L’Erythrée dans tout ça…
Aujourd’hui, le Tigré ressemble à une zone de guerre où des poches sporadiques de troupes du TPLF résistent encore aux envahisseurs que sont les forces fédérales éthiopiennes. En plus de bloquer l’accès des travailleurs humanitaires à ces camps, les deux parties belligérantes ont été accusées d’avoir commis des atrocités sur des civils innocents. Le gouvernement éthiopien a partiellement reconnu sa responsabilité.
Des incidents ont été signalés au niveau des frontières. Les gardes éthiopiens ont empêché des personnes terrifiées par les combats de fuir vers le Soudan, ce qui a contribué à l’augmentation du nombre de déplacés à l’intérieur du pays.
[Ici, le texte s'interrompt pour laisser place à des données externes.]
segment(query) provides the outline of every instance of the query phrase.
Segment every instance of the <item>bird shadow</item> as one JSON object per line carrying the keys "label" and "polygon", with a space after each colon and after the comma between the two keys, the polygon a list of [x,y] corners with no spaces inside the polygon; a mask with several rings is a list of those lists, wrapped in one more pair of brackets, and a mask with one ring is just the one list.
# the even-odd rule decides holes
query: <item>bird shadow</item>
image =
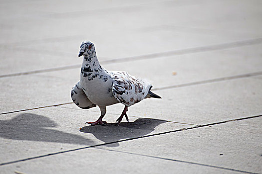
{"label": "bird shadow", "polygon": [[[138,118],[134,122],[121,122],[119,126],[115,123],[106,123],[104,126],[87,126],[80,131],[92,134],[97,139],[105,143],[116,142],[105,146],[117,147],[118,141],[124,139],[139,137],[152,132],[158,125],[167,121]],[[81,136],[67,133],[52,128],[58,124],[46,116],[24,113],[8,120],[0,120],[0,137],[5,139],[38,142],[54,142],[94,145],[97,142]]]}
{"label": "bird shadow", "polygon": [[0,120],[0,136],[12,140],[86,145],[95,143],[83,136],[50,129],[57,126],[54,121],[45,116],[32,113],[22,113],[10,120]]}
{"label": "bird shadow", "polygon": [[82,127],[80,131],[91,133],[105,143],[115,142],[105,146],[117,147],[119,146],[117,142],[119,140],[147,135],[154,131],[156,127],[166,122],[160,119],[140,118],[134,122],[121,122],[119,126],[116,126],[115,123],[106,123],[104,126],[87,126]]}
Par ailleurs, l’Erythrée, ex-voisin ennemi de l’Ethiopie, a rejoint dernièrement les combats aux côtés des forces fédérales. Son premier fait d’armes est d’avoir contribué à la dissuasion des Tigréens ordinaires qui voulaient partir.
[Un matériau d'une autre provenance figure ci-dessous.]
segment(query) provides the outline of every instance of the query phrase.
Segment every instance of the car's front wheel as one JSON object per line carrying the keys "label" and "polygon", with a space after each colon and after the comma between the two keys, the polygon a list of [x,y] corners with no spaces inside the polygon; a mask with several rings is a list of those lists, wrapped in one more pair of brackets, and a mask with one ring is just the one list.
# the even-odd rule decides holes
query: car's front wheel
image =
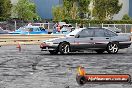
{"label": "car's front wheel", "polygon": [[58,51],[57,51],[57,50],[50,50],[49,52],[50,52],[50,54],[52,54],[52,55],[58,54]]}
{"label": "car's front wheel", "polygon": [[59,52],[60,54],[69,54],[70,52],[70,45],[66,42],[63,42],[59,45]]}
{"label": "car's front wheel", "polygon": [[119,50],[118,43],[109,43],[107,46],[107,52],[110,54],[115,54]]}

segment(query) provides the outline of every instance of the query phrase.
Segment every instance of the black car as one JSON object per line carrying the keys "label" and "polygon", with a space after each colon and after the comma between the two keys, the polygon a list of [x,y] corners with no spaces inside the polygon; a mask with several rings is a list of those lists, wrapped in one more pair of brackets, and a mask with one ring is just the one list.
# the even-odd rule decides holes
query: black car
{"label": "black car", "polygon": [[50,54],[68,54],[82,50],[95,50],[97,53],[115,54],[119,49],[128,48],[131,37],[118,35],[107,28],[80,28],[75,29],[65,37],[43,41],[40,48]]}

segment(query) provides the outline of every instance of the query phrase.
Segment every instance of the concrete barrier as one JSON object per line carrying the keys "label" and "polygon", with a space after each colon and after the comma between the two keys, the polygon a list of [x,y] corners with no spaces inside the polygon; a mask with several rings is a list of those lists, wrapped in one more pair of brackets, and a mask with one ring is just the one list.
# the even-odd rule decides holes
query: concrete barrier
{"label": "concrete barrier", "polygon": [[58,34],[42,34],[42,35],[0,35],[0,45],[16,45],[20,44],[40,44],[43,40],[64,37]]}

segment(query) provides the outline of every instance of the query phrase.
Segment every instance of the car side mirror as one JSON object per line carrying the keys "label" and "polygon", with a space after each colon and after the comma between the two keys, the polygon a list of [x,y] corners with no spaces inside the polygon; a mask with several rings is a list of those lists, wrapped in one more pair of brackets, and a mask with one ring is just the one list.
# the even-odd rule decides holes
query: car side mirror
{"label": "car side mirror", "polygon": [[79,34],[75,36],[75,38],[79,38],[79,37],[80,37],[80,35],[79,35]]}

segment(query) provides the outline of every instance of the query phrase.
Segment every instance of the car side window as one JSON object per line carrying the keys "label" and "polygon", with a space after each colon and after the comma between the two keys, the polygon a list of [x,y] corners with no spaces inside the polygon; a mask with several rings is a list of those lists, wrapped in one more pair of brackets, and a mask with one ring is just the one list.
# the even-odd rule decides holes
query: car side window
{"label": "car side window", "polygon": [[94,29],[95,37],[105,37],[105,31],[103,29]]}
{"label": "car side window", "polygon": [[79,38],[92,37],[92,36],[93,36],[92,29],[85,29],[79,33]]}
{"label": "car side window", "polygon": [[112,32],[112,31],[107,30],[107,32],[109,33],[110,37],[118,36],[116,33]]}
Le Premier ministre éthiopien Abiy Ahmed a annoncé en fin novembre que l’armée avait pris le « contrôle » de Mekele, la capitale du Tigré. Il s’agit selon lui de l’accomplissement de la « phase finale » de l’opération militaire démarrée le 4 novembre. Mais toutes les batailles ne sont pas encore gagnées tant l’insurrection semble longue.
De nombreuses organisations humanitaires, faisant dans l’alerte, rapportent que l’insécurité alimentaire a fini d’assaillir les réfugiés. L’Agence des Nations Unies pour les réfugiés (HCR) a livré en octobre des vivres, des médicaments et d’autres rations à des camps au Tigré. Cependant, elle déplore le fait que les belligérants lui aient refusé la poursuite des actions humanitaires auprès d’autres personnes qui ont désespérément besoin d’aide.
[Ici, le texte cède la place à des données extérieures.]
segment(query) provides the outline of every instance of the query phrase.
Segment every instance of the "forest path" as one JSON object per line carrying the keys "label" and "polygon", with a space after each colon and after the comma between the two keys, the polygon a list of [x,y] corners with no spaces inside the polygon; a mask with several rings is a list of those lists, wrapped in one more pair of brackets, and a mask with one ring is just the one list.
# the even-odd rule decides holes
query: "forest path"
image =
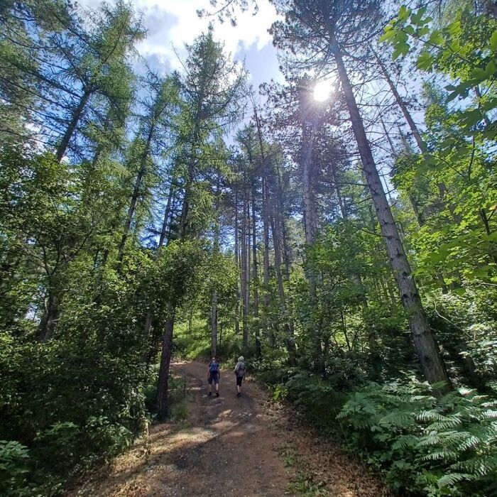
{"label": "forest path", "polygon": [[220,395],[209,397],[207,364],[172,367],[185,380],[187,420],[153,425],[148,442],[137,443],[106,474],[70,495],[388,495],[364,466],[274,405],[251,378],[238,398],[234,375],[222,371]]}

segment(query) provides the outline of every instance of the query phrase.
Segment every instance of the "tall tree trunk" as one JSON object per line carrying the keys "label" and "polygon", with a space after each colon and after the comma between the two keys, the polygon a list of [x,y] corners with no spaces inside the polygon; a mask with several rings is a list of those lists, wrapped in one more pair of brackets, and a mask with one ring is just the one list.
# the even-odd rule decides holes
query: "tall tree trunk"
{"label": "tall tree trunk", "polygon": [[85,89],[84,92],[83,92],[83,94],[80,98],[80,102],[78,102],[77,106],[76,106],[76,108],[72,112],[71,120],[69,124],[67,125],[67,128],[65,130],[65,133],[64,133],[64,136],[60,140],[59,146],[57,148],[56,156],[57,160],[58,162],[60,162],[62,160],[64,155],[65,155],[65,152],[67,150],[67,147],[69,146],[69,143],[71,141],[71,138],[72,138],[72,135],[76,131],[77,124],[80,122],[80,119],[81,119],[81,116],[83,114],[84,107],[88,103],[88,99],[89,99],[92,93],[92,90],[91,88]]}
{"label": "tall tree trunk", "polygon": [[[238,247],[238,187],[235,187],[235,266],[236,271],[240,271],[240,263],[239,261],[239,247]],[[240,283],[236,279],[236,305],[235,307],[235,335],[238,337],[240,334]]]}
{"label": "tall tree trunk", "polygon": [[124,248],[126,247],[126,242],[128,239],[128,236],[129,235],[129,229],[131,227],[131,222],[133,221],[133,217],[134,216],[135,210],[136,209],[138,197],[140,195],[141,182],[143,181],[143,177],[145,176],[145,173],[146,172],[147,158],[150,151],[150,144],[152,141],[153,132],[154,126],[151,126],[148,135],[147,136],[146,143],[143,148],[143,151],[141,153],[141,157],[140,158],[140,168],[138,169],[138,175],[136,175],[135,186],[133,189],[133,195],[131,196],[131,202],[128,209],[128,215],[126,216],[126,223],[124,224],[124,231],[123,231],[123,235],[121,238],[121,243],[119,244],[119,249],[117,253],[117,260],[119,262],[122,262],[123,257],[124,256]]}
{"label": "tall tree trunk", "polygon": [[285,288],[283,287],[283,278],[281,274],[281,251],[280,249],[280,234],[276,222],[276,215],[271,198],[268,198],[268,207],[270,212],[270,224],[273,234],[273,246],[274,248],[274,266],[276,271],[276,279],[278,281],[278,293],[280,297],[280,307],[281,308],[281,317],[283,320],[283,329],[287,351],[288,352],[288,362],[290,366],[295,365],[295,342],[293,336],[293,327],[290,324],[290,317],[288,315],[286,300],[285,297]]}
{"label": "tall tree trunk", "polygon": [[246,351],[248,346],[248,302],[247,302],[247,195],[246,175],[244,175],[244,196],[241,207],[241,316],[242,316],[242,332],[244,349]]}
{"label": "tall tree trunk", "polygon": [[174,328],[175,309],[172,305],[168,307],[165,324],[164,326],[164,334],[162,343],[162,353],[160,354],[160,365],[159,366],[159,379],[157,384],[156,408],[157,417],[159,420],[164,420],[168,415],[169,409],[168,387],[169,387],[169,369],[171,364],[171,354],[173,351],[173,331]]}
{"label": "tall tree trunk", "polygon": [[[408,112],[408,114],[409,114]],[[380,118],[380,120],[381,121],[381,125],[383,128],[383,131],[385,133],[385,136],[386,136],[387,140],[388,141],[388,144],[390,145],[390,148],[392,151],[392,155],[393,155],[393,158],[397,160],[398,158],[398,155],[397,152],[395,151],[395,147],[393,146],[393,143],[392,143],[392,139],[390,137],[390,135],[388,134],[388,131],[386,129],[386,126],[385,126],[385,123],[383,122],[383,120],[382,118]],[[419,135],[419,133],[418,133]],[[420,140],[421,140],[421,137],[420,136]],[[421,142],[422,143],[422,141],[421,140]],[[413,212],[415,214],[415,216],[416,217],[416,220],[417,221],[417,225],[420,226],[420,228],[422,228],[423,226],[425,225],[425,221],[421,215],[421,212],[420,212],[419,207],[417,206],[417,202],[416,202],[416,199],[414,198],[414,196],[413,195],[412,193],[409,193],[409,202],[410,202],[411,207],[413,207]],[[447,285],[445,283],[445,279],[444,278],[443,274],[442,273],[435,273],[435,279],[439,282],[440,284],[440,288],[442,288],[442,293],[444,295],[447,295],[449,293],[449,288],[447,288]]]}
{"label": "tall tree trunk", "polygon": [[[405,118],[405,121],[407,121],[408,125],[409,126],[411,133],[414,136],[414,139],[416,141],[416,143],[417,144],[417,146],[420,151],[421,151],[422,156],[427,160],[430,158],[430,155],[428,153],[428,148],[426,146],[426,143],[425,143],[424,140],[421,137],[420,130],[417,129],[416,124],[414,122],[414,119],[410,115],[409,109],[408,109],[407,105],[405,105],[405,102],[402,99],[400,95],[399,94],[399,92],[397,91],[397,88],[393,84],[392,78],[390,77],[387,68],[385,67],[385,65],[382,62],[381,59],[380,59],[380,58],[378,56],[378,55],[376,55],[376,53],[375,53],[374,55],[376,58],[378,63],[381,67],[381,70],[383,71],[385,80],[386,80],[387,83],[388,84],[388,86],[390,87],[392,94],[393,94],[395,102],[397,102],[397,105],[398,105],[399,108],[402,111],[402,114]],[[438,182],[437,187],[439,193],[440,195],[440,198],[444,204],[444,200],[447,195],[447,188],[443,182]],[[461,223],[461,218],[458,214],[456,214],[455,207],[451,202],[449,202],[449,204],[447,204],[447,207],[449,209],[449,212],[451,214],[451,216],[452,217],[454,222],[457,224],[459,224]]]}
{"label": "tall tree trunk", "polygon": [[259,152],[261,153],[261,166],[262,168],[262,215],[263,215],[263,236],[264,241],[264,253],[263,257],[263,285],[264,287],[264,319],[263,320],[264,336],[269,334],[270,343],[274,347],[276,344],[273,327],[268,326],[268,314],[269,312],[269,187],[268,182],[267,160],[264,153],[264,145],[262,139],[262,130],[261,121],[257,114],[257,109],[254,106],[253,117],[257,128],[257,137],[259,142]]}
{"label": "tall tree trunk", "polygon": [[261,357],[261,336],[259,327],[259,290],[257,266],[257,234],[256,230],[256,183],[252,182],[252,284],[253,287],[253,317],[256,337],[256,357]]}
{"label": "tall tree trunk", "polygon": [[352,87],[345,69],[342,52],[334,36],[332,40],[332,47],[368,185],[380,222],[381,233],[386,241],[390,261],[395,271],[403,304],[408,315],[409,325],[422,372],[430,383],[444,382],[445,386],[440,388],[439,393],[449,391],[452,388],[450,380],[440,356],[438,346],[430,328],[426,313],[413,278],[409,261],[404,251],[404,247],[376,170]]}
{"label": "tall tree trunk", "polygon": [[158,251],[164,246],[164,241],[168,232],[168,222],[169,221],[169,215],[171,212],[171,202],[173,200],[173,194],[175,190],[174,178],[171,178],[171,184],[169,187],[169,193],[168,195],[168,202],[165,204],[165,210],[164,211],[164,219],[162,224],[162,229],[160,230],[160,237],[159,238],[159,244],[157,246]]}
{"label": "tall tree trunk", "polygon": [[[308,92],[304,92],[304,95],[308,94]],[[300,106],[305,108],[305,103],[302,102],[302,94],[300,94]],[[307,94],[307,98],[310,98],[309,94]],[[312,250],[314,245],[314,195],[312,193],[312,165],[313,165],[313,149],[315,139],[315,125],[312,122],[309,124],[309,120],[312,119],[312,116],[306,115],[304,109],[302,109],[302,185],[304,187],[304,230],[305,232],[305,245],[306,245],[306,261],[305,261],[305,274],[309,283],[309,327],[310,332],[312,339],[313,351],[312,356],[314,358],[314,366],[316,371],[322,370],[322,351],[321,349],[321,339],[320,337],[320,330],[316,324],[316,314],[317,312],[317,293],[316,290],[316,275],[314,267],[309,253]]]}
{"label": "tall tree trunk", "polygon": [[[219,251],[219,173],[217,173],[216,184],[216,201],[214,207],[214,255],[217,256]],[[217,290],[212,291],[211,302],[211,357],[217,354]]]}
{"label": "tall tree trunk", "polygon": [[53,336],[59,320],[61,297],[53,290],[48,290],[45,312],[38,328],[38,339],[46,342]]}
{"label": "tall tree trunk", "polygon": [[[342,191],[338,182],[338,175],[337,173],[337,168],[334,160],[332,160],[330,163],[330,168],[332,171],[332,178],[335,187],[335,192],[337,193],[337,198],[338,199],[338,204],[340,207],[342,218],[344,220],[346,220],[348,219],[349,214],[345,209],[344,201],[342,197]],[[368,320],[368,315],[369,312],[369,305],[368,304],[368,299],[366,296],[366,290],[364,288],[364,285],[363,284],[361,275],[358,273],[354,272],[351,275],[351,277],[352,278],[352,281],[360,293],[361,307],[362,307],[362,318],[366,327],[366,332],[368,335],[368,342],[369,344],[369,350],[371,354],[373,373],[373,377],[371,379],[374,381],[378,379],[379,377],[381,369],[381,358],[378,351],[378,344],[376,342],[376,334],[374,331],[373,325]]]}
L’ONU estime que deux millions de personnes, dont des déplacés, ont besoin urgemment d’assistance dans cette région, sans oublier les territoires voisins. De nombreux Tigréens qui avaient fui vers le Soudan sont repartis blessés par les tirs croisés ou par le paludisme, et sont actuellement soignés dans des camps.
Séparations sociales
Million, une femme de 24 ans enceinte de neuf mois, est parmi ces patients suivis dans l’un des camps par le Comité international de la Croix-Rouge (CICR). La vie dans cet endroit est comme un « trou noir » où on lui a dit de rester parce que le bébé peut venir d’un moment à l’autre, décrit-elle.
A l’instar de dizaines de milliers de Tigréens, Million a fui la capitale Mekele quand les troupes fédérales avançaient vers la ville en début décembre. Elle a laissé derrière elle son mari sans savoir où il se trouvait.
Naga, un réfugié de 30 ans, a raconté au CICR comment des hommes armés étaient arrivés dans son champ de sorgho, dans la localité de Humera au Tigré. Ils ont ouvert le feu sur lui alors qu’il était sur le point de commencer ses récoltes. Il n’a toutefois pas été en mesure d’identifier les assaillants.
Avec son épouse et sa jeune fille, Yavish a réussi à s’enfuir sur une charrette tirée par un âne. Arrivés à la frontière soudanaise, ils ont pu accéder aux soins de la Croix-Rouge locale.
Dans la ville soudanaise de Hamdayet, séparée de l’Ethiopie par le fleuve, les réfugiés font face à la réalité des camps accueillant des civils en fuite. Trouver de l’eau et des installations sanitaires est devenue une corvée quotidienne pour eux.
Par ailleurs, les communications téléphoniques et Internet sont toujours coupés au Tigré. Malgré leur dévouement, les travailleurs humanitaires ne cachent pas leur crainte pour cette région qui est au bord de l’une de ses pires catastrophes.
D’ores et déjà, le Secrétaire général des Nations Unies, Antonio Guterres, a appelé au rétablissement rapide de la loi et de l’ordre dans la région. Il faut à tout prix éviter la catastrophe humanitaire qui pourrait briser la conscience du monde, a mis en garde le diplomate.